Elles coururent avec Élisa à la cuisine et à l’antichambre pour demander les objets nécessaires à leur illumination. En revenant chez Élisa, Camille prit avec une cuiller de la graisse, qu’elle mit dans la casserole ; Madeleine entassa du charbon dans le réchaud ; Élisa alluma et souffla le feu ; Sophie et Marguerite rangèrent les coquilles de noix sur la commode. Quand la graisse fut fondue, Élisa en remplit les coquilles, et, pendant qu’elle était encore chaude et liquide, les enfants mirent une mèche de veilleuse dans chacun des petits lampions.

Cette opération leur prit une bonne heure. Elles attendirent que la graisse fût bien refroidie et durcie, puis elles mirent tous les lampions dans deux paniers.

« Allons, dit Élisa, voilà notre ouvrage terminé ; il ne nous reste plus qu’à placer tous ces petits lampions sur les croisées, sur les cheminées, sur les tables, et nous les allumerons après dîner, quand il fera nuit. »

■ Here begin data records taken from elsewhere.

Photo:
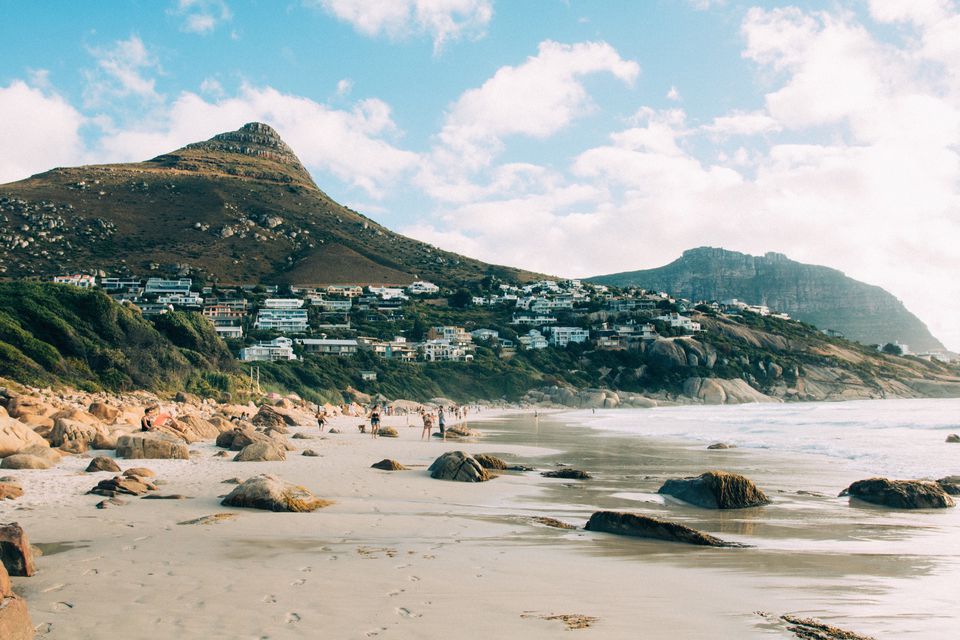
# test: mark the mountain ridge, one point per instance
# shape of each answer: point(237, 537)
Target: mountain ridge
point(237, 208)
point(820, 295)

Mme de Fleurville et Mme de Rosbourg travaillaient dans le salon quand les enfants et Élisa entrèrent avec leurs paniers.

Madame de Rosbourg.

Qu’apportez-vous là, mes enfants ?

Camille.

Des lampions, madame, pour célébrer ce soir par une illumination le mariage de Mme Fichini et l’abandon qu’elle nous fait de Sophie.

Madame de Fleurville.

Mais c’est très joli, tous ces petits lampions ; où les avez-vous eus ?

Madeleine.

Nous les avons faits, maman ; Élisa nous en a donné l’idée et nous a aidées à les faire.

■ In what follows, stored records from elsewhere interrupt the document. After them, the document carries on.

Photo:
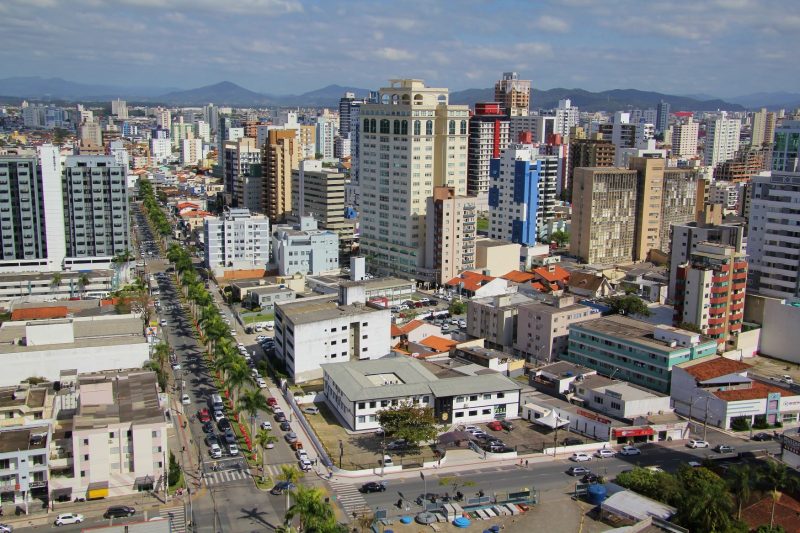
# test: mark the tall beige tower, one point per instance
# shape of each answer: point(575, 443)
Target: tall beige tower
point(411, 141)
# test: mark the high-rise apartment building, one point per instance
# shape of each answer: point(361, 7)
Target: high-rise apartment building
point(603, 214)
point(685, 239)
point(722, 140)
point(662, 116)
point(450, 240)
point(513, 94)
point(710, 291)
point(319, 193)
point(95, 196)
point(411, 142)
point(488, 136)
point(522, 194)
point(684, 138)
point(236, 240)
point(119, 108)
point(279, 156)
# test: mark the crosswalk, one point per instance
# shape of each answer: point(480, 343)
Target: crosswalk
point(348, 496)
point(176, 517)
point(225, 476)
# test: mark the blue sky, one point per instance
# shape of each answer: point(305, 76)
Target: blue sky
point(719, 47)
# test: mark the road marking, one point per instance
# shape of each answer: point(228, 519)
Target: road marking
point(176, 517)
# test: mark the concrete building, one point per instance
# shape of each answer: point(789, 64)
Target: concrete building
point(710, 291)
point(95, 196)
point(488, 137)
point(684, 138)
point(319, 193)
point(604, 204)
point(237, 240)
point(495, 319)
point(280, 155)
point(358, 390)
point(635, 351)
point(329, 329)
point(722, 140)
point(42, 348)
point(305, 249)
point(111, 437)
point(403, 157)
point(773, 244)
point(513, 94)
point(686, 237)
point(717, 391)
point(522, 194)
point(542, 328)
point(450, 234)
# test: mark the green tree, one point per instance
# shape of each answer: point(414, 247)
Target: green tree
point(628, 305)
point(413, 423)
point(457, 307)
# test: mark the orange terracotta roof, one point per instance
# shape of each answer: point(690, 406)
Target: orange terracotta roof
point(438, 344)
point(757, 391)
point(715, 368)
point(472, 280)
point(39, 313)
point(552, 273)
point(518, 276)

Mme de Fleurville et Mme de Rosbourg trouvèrent l’idée très bonne ; elles aidèrent les enfants à placer les lampions. L’heure du dîner étant arrivée, Élisa emmena les petites filles pour les laver et les arranger. Le dîner leur parut bien long ; elles étaient impatientes de voir l’effet de leur illumination. Après dîner il fallut encore attendre qu’il fît nuit. Elles firent une très petite promenade avec leurs mamans, jusqu’au moment où l’obscurité vint. Enfin Marguerite s’écria qu’elle voyait une étoile, ce qui prouvait bien qu’il faisait assez sombre pour commencer leur illumination. Tout le monde rentra un peu en courant ; les mamans comme les petites filles se mirent à allumer les lampions.

Quand ils furent tous allumés, les enfants se mirent au milieu du salon pour juger de l’effet.

Tous ces cordons de lumière formaient un coup d’œil charmant. Les petites étaient enchantées ; elles battaient des mains, sautaient ; les mamans leur proposèrent une partie de cache-cache, qui fut acceptée avec des cris de joie ; Élisa, Mme de Fleurville et Mme de Rosbourg jouèrent avec elles, on se cachait dans toutes les chambres, on courait dans les corridors, dans les escaliers, on trichait un peu, on riait beaucoup, et l’on était heureux.

Après deux heures de courses et de rires il fallut pourtant finir cette bonne journée. Mais, avant de se coucher, les enfants eurent un petit souper de gâteaux, de crèmes, de fruits. Élisa fut invitée à souper avec les petites filles. Comme elle était fort modeste, elle s’en défendit un peu ; mais les enfants, qui voyaient dans ses yeux que toutes ces bonnes choses lui faisaient envie, l’entourèrent, la traînèrent vers la table, la firent asseoir, et lui servirent de tout en telle quantité qu’elle déclara ne plus pouvoir avaler. Alors les enfants firent un grand tas de gâteaux et de fruits, qu’elles enveloppèrent dans une immense feuille de papier, et la forcèrent à emporter le tout chez elle. Élisa remercia, les embrassa et alla préparer leur coucher.

Sophie, de son côté, remercia Camille, Madeleine et Marguerite de leur amitié, et se retira le cœur rempli de reconnaissance et de bonheur.